Monday, September 9, 2019

AI Is Coming for Your Favorite Menial Tasks

An AI robot with a slight smile stands next to red and yellow balloons.
When machines start picking off all the easy work for themselves, many white-collar jobs are going to get a lot harder. About five years ago, I was the vice president of data for Kickstarter. People would come to the crowdfunding platform with wild ideas—before I got hired there, I used Kickstarter to raise funds for a translation of Moby-Dick into emoji—and company staff got to decide which projects could solicit money from the public. For those working on the Kickstarter projects team, being able to see an obviously worthy idea, and approve it five seconds later, was a total blast. In the early days, it felt like everyone at the company was competing to see what kind of fun and interesting projects we could recruit to our platform.
But as the number of inventors and artists seeking money on Kickstarter exploded, the projects team needed an automated solution to help process the influx of new ideas during surge periods. Holiday weekends were especially difficult, as the projects team’s queue would back up with hundreds of worthy projects. Those delays began frustrating creators who were waiting for the team to approve their proposals. So I oversaw the development of an automated system that would consider each product’s stated purpose, its creator’s past record of success, and other factors, and fast-track the most promising ones.


The idea behind the automation was straightforward: Projects that scored the highest—such as Santorini, a tabletop game that ended up raising more than eight times its goal and quickly became a best seller outside Kickstarter—would gain approval to launch without human intervention.
Our machine-learning system soon took 40 to 60 percent of the manual approvals off our projects team’s plate, allowing it to process the queue of incoming projects even faster. But, as things turned out, it also led to a dramatic drop in the average quality of projects that human reviewers would see. No more crowd-pleasers such as Potato Salad; just dreary projects such as impractically heavy duvets and questionable anime games.
When people talk about the effects of automation and artificial intelligence on the economy, they often fixate on the quantity of human workers. Will robots take our jobs? Others focus instead on threats to the quality of employment—the replacement of middle-class occupations with lower-skill, lower-wage ones; the steady elimination of human discretion as algorithms order around warehouse pickers, ride-hailing drivers, and other workers.
What’s less understood is that artificial intelligence will transform higher-skill positions, too—in ways that demand more human judgment rather than less. And that could be a problem. As AI gets better at performing the routine tasks traditionally done by humans, only the hardest ones will be left for us to do. But wrestling with only difficult decisions all day long is stressful and unpleasant. Being able to make at least some easy calls, such as allowing Santorini onto Kickstarter, can be deeply satisfying.

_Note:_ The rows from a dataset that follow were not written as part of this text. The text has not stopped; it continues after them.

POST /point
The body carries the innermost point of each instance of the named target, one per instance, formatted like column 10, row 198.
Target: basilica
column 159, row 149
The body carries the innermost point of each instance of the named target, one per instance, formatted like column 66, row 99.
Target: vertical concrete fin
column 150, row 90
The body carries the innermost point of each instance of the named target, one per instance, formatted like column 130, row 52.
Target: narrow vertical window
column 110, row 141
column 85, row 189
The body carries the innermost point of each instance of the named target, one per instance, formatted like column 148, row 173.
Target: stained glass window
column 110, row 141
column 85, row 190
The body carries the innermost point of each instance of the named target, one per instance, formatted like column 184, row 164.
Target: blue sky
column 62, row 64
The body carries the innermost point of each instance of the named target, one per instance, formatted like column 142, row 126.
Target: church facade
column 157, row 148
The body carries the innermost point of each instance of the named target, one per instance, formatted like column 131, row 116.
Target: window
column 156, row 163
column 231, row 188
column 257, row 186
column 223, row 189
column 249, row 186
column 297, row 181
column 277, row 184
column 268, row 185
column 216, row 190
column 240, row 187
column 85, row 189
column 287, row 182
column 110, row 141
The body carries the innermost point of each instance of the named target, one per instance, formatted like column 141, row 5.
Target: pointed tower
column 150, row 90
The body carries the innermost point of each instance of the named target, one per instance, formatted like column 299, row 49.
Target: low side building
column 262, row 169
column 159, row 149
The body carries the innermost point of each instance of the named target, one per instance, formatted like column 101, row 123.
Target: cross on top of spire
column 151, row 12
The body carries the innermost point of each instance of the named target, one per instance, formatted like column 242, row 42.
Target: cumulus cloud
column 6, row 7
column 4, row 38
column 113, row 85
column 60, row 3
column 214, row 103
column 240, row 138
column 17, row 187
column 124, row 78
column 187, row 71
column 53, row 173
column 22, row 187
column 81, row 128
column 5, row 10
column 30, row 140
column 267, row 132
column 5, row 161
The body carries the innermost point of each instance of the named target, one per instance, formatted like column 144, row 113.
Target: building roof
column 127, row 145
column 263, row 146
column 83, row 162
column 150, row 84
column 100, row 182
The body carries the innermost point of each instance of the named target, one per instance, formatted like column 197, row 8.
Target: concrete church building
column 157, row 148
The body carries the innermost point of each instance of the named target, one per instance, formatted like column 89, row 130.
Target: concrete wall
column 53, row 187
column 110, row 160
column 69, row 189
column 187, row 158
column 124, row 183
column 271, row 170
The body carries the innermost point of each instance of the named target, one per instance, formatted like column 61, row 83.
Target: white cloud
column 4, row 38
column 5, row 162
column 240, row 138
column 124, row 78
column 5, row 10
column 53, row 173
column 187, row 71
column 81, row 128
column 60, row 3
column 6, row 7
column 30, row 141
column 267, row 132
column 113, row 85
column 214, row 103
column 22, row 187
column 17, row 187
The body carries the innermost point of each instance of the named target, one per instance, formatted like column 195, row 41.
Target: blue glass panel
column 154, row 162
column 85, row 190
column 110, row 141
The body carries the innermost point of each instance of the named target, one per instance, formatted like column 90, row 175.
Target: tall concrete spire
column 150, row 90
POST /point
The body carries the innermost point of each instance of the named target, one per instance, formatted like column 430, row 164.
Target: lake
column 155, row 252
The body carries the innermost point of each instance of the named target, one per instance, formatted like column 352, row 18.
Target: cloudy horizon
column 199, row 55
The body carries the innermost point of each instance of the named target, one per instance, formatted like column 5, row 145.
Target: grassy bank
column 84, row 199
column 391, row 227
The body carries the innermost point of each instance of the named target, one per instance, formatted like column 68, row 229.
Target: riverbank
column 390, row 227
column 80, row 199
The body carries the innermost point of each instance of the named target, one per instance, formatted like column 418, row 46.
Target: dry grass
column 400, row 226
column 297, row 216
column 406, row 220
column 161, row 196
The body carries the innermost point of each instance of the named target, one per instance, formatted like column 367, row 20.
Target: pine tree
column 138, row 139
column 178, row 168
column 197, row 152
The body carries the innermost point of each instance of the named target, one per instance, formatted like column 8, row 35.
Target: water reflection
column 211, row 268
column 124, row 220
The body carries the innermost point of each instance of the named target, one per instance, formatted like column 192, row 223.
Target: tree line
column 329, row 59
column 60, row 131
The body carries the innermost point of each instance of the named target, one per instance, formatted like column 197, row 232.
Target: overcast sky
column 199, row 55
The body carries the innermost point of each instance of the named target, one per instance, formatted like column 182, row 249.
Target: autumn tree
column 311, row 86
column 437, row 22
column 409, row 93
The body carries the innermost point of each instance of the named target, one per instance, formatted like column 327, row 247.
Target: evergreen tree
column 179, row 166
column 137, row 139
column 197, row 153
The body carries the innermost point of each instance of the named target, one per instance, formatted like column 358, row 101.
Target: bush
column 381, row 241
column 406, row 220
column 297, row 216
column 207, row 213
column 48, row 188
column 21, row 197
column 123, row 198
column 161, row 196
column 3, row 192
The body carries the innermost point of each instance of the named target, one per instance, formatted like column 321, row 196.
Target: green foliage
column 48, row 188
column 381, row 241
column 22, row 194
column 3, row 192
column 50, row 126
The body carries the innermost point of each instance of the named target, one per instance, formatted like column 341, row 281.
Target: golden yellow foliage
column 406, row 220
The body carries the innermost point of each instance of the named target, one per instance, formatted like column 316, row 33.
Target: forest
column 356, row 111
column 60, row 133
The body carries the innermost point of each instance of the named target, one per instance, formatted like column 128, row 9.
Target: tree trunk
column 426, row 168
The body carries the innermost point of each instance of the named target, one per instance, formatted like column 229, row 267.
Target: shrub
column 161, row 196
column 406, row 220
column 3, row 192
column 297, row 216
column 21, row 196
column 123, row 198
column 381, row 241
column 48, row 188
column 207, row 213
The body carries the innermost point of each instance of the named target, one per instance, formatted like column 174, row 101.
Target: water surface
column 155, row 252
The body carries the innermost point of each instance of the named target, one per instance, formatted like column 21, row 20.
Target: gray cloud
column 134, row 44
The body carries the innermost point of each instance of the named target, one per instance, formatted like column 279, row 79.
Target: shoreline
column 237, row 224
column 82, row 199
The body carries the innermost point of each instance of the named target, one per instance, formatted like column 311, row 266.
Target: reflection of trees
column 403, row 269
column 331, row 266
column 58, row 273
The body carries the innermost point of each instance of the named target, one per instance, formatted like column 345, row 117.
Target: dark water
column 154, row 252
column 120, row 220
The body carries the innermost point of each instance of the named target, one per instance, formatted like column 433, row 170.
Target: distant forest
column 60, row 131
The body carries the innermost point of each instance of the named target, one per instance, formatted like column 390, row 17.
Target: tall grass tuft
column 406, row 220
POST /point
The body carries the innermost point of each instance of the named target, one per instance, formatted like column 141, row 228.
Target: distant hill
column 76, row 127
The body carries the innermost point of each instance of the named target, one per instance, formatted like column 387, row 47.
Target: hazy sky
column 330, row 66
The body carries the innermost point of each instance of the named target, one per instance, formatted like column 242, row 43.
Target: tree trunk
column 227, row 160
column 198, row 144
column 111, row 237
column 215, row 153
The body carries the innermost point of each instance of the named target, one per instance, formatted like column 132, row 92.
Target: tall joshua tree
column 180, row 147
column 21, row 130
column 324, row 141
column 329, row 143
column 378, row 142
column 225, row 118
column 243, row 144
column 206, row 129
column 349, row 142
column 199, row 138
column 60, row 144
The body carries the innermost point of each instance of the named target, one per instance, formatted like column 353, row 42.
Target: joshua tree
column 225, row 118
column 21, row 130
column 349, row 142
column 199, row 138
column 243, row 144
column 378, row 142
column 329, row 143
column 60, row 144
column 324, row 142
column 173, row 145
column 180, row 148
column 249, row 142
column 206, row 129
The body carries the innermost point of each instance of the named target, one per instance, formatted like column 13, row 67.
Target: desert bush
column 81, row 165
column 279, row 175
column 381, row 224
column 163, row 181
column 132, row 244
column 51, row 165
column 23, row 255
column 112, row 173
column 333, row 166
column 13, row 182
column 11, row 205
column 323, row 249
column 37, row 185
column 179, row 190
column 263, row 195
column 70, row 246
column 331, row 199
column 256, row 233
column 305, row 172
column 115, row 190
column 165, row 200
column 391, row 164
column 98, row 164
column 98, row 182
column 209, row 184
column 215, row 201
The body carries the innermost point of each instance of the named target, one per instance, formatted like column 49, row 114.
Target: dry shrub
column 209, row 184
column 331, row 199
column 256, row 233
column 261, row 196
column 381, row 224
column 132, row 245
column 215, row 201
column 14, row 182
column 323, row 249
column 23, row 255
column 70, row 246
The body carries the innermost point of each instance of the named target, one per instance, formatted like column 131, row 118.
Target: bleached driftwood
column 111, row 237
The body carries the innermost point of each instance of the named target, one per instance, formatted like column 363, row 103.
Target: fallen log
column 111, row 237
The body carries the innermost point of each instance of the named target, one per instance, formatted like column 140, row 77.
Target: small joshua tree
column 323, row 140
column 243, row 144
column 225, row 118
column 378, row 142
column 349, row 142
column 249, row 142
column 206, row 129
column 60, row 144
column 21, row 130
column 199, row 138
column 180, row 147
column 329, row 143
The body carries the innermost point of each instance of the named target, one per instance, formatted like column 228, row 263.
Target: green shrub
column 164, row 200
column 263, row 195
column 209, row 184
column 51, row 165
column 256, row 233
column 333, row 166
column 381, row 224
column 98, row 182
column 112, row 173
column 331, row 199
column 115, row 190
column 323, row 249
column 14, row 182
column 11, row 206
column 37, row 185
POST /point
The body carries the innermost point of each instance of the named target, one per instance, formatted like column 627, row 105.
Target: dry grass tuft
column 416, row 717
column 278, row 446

“Decision making is very cognitively draining,” the author and former clinical psychologist Alice Boyes told me via email, “so it’s nice to have some tasks that provide a sense of accomplishment but just require getting it done and repeating what you know, rather than everything needing very taxing novel decision making.”

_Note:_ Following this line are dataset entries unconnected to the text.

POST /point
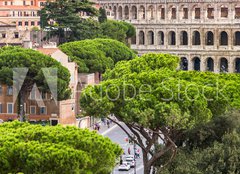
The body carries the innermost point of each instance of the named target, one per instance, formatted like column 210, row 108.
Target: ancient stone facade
column 204, row 33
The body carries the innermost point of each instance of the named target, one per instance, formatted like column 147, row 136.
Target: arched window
column 133, row 40
column 172, row 38
column 184, row 64
column 183, row 38
column 223, row 38
column 151, row 12
column 209, row 38
column 237, row 38
column 120, row 12
column 150, row 38
column 196, row 64
column 142, row 12
column 134, row 12
column 126, row 12
column 210, row 64
column 160, row 38
column 141, row 38
column 237, row 65
column 196, row 40
column 223, row 65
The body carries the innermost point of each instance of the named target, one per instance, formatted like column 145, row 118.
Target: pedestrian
column 108, row 123
column 129, row 151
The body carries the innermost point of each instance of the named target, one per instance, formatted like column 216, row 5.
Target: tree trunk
column 21, row 105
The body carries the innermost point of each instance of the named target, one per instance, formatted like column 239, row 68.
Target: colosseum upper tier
column 204, row 33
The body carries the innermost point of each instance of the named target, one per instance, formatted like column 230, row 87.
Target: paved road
column 117, row 135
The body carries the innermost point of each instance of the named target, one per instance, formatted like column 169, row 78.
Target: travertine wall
column 204, row 33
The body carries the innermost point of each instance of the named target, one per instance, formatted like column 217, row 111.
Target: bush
column 36, row 149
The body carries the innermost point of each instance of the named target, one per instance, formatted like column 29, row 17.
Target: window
column 224, row 12
column 9, row 90
column 237, row 13
column 210, row 13
column 16, row 35
column 32, row 109
column 10, row 108
column 4, row 35
column 42, row 110
column 197, row 13
column 185, row 13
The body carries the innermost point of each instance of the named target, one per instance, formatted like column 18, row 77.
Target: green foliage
column 97, row 55
column 36, row 149
column 217, row 159
column 102, row 15
column 16, row 57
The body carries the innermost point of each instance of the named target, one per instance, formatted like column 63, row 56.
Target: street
column 117, row 135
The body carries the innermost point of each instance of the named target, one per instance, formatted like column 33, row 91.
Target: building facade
column 205, row 34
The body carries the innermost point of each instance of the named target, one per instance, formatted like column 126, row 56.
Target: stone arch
column 184, row 64
column 161, row 12
column 196, row 39
column 196, row 63
column 115, row 12
column 223, row 38
column 209, row 38
column 151, row 12
column 126, row 12
column 160, row 38
column 183, row 38
column 120, row 12
column 150, row 38
column 141, row 38
column 237, row 65
column 210, row 64
column 134, row 12
column 142, row 12
column 172, row 38
column 237, row 38
column 223, row 65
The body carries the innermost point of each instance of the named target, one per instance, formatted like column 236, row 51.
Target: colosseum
column 205, row 34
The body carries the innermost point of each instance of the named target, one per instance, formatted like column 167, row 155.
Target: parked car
column 131, row 162
column 124, row 166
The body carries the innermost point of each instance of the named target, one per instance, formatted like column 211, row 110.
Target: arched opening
column 223, row 65
column 196, row 64
column 141, row 38
column 237, row 65
column 172, row 38
column 150, row 38
column 115, row 12
column 120, row 12
column 133, row 40
column 184, row 64
column 237, row 38
column 223, row 38
column 196, row 40
column 209, row 38
column 184, row 38
column 160, row 38
column 142, row 12
column 134, row 12
column 126, row 12
column 151, row 12
column 210, row 64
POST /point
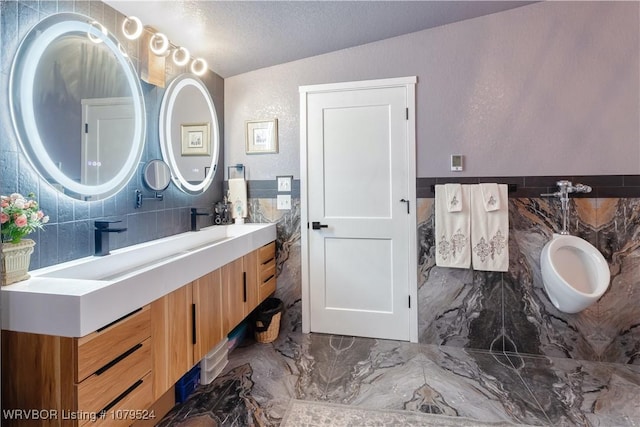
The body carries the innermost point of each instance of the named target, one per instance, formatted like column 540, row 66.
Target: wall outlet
column 284, row 183
column 283, row 202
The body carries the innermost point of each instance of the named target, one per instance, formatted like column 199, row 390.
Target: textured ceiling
column 239, row 36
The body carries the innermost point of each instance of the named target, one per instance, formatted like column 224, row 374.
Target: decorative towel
column 490, row 197
column 238, row 198
column 454, row 197
column 453, row 247
column 490, row 228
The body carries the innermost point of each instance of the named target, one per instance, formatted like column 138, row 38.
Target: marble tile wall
column 509, row 311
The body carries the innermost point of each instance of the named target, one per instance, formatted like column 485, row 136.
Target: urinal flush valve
column 564, row 188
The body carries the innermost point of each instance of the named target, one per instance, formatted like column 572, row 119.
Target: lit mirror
column 189, row 134
column 77, row 106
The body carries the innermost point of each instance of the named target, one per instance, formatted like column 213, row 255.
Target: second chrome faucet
column 194, row 218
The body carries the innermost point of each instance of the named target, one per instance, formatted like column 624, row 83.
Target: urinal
column 574, row 273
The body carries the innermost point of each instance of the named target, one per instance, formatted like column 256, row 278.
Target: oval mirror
column 189, row 134
column 77, row 106
column 156, row 175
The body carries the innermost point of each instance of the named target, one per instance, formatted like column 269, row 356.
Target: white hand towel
column 238, row 197
column 490, row 196
column 453, row 247
column 490, row 231
column 454, row 197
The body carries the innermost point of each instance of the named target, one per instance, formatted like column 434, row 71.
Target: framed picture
column 196, row 140
column 262, row 136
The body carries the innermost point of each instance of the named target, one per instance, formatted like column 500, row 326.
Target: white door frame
column 409, row 84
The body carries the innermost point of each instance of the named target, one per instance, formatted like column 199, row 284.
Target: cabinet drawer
column 267, row 283
column 100, row 389
column 101, row 347
column 133, row 407
column 267, row 253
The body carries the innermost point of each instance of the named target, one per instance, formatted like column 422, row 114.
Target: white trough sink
column 77, row 297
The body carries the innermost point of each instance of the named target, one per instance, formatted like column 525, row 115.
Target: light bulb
column 132, row 27
column 159, row 44
column 200, row 69
column 100, row 28
column 181, row 56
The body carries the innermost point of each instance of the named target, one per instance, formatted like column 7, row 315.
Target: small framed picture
column 262, row 136
column 196, row 140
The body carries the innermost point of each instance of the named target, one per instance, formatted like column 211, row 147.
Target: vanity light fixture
column 200, row 69
column 132, row 27
column 181, row 56
column 159, row 44
column 101, row 28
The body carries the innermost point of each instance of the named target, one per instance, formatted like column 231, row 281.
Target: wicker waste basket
column 267, row 320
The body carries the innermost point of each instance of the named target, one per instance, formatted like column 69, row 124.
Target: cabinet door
column 234, row 294
column 207, row 301
column 171, row 332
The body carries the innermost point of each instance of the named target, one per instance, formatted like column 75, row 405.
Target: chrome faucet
column 194, row 218
column 564, row 188
column 102, row 232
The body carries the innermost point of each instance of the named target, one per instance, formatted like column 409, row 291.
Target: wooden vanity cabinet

That people “need both experiences of mastery and pleasure for healthy mood,” Boyes said, is a core idea of cognitive-behavioral psychology. It’s important, she said, “to vary the difficulty of the mastery experiences, rather than having everything be super challenging.”
At Kickstarter, our robot picked off the projects that were clearly the easiest to analyze. Left for human reviewers were projects with muddier scores—particularly ones for ideas that tested the limits of our guidelines, such as projects for helmets (Kickstarter prohibits medical devices) or overly optimistic gadgets (Kickstarter also banned hyperrealistic 3-D renderings of technology that didn’t exist yet). Staffers who had been used to reviewing slam-dunk proposals were no longer seeing them. Their jobs weren’t quite as enjoyable as they had been.